Threat Alerts / Oct 20, 2021

Each vulnerability will have a severity rating of Low, Medium, High, or Critical. Responsible disclosure and reporting of vulnerabilities is an integral part of keeping the WordPress community safe.

 

WordPress Core Vulnerabilities

The latest version of WordPress core is 5.8.1 was released as a security and maintenance release. As a best practice, always be sure to run the latest version of WordPress core!

WordPress Plugin Vulnerabilities

1. WPSchoolPress

Plugin: WPSchoolPress Vulnerability: Multiple Admin+ Stored Cross-Site Scripting Patched in Version: 2.1.17 Severity Score: Low

The vulnerability is patched, so you should update to version 2.1.17.

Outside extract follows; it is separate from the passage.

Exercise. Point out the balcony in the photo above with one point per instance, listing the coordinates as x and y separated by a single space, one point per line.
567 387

Plugin: WPSchoolPress Vulnerability: Reflected Cross-Site Scripting Patched in Version: 2.1.10 Severity Score: High

The vulnerability is patched, so you should update to version 2.1.10.

Plugin: WPSchoolPress Vulnerability: Multiple Authenticated SQL Injections Patched in Version: 2.1.10 Severity Score: High

The vulnerability is patched, so you should update to version 2.1.10.

2. YITH WooCommerce Multi Vendor

Plugin: Squaretype MYITH WooCommerce Multi Vendor Vulnerability: Reflected Cross-Site Scripting Patched in Version: 3.8.1 Severity Score: High

The vulnerability is patched, so you should update to version 3.8.1.

3. Print-O-Matic

Plugin: Print-O-Matic Vulnerability: Admin+ Stored Cross-Site Scripting Patched in Version: 2.0.3 Severity Score: Low

The vulnerability is patched, so you should update to version 2.0.3.

4. Pie Register

Plugin: Pie Register Vulnerability: Unauthenticated SQL Injection Patched in Version: 3.7.1.6 Severity Score: High

The vulnerability is patched, so you should update to version 3.7.1.6.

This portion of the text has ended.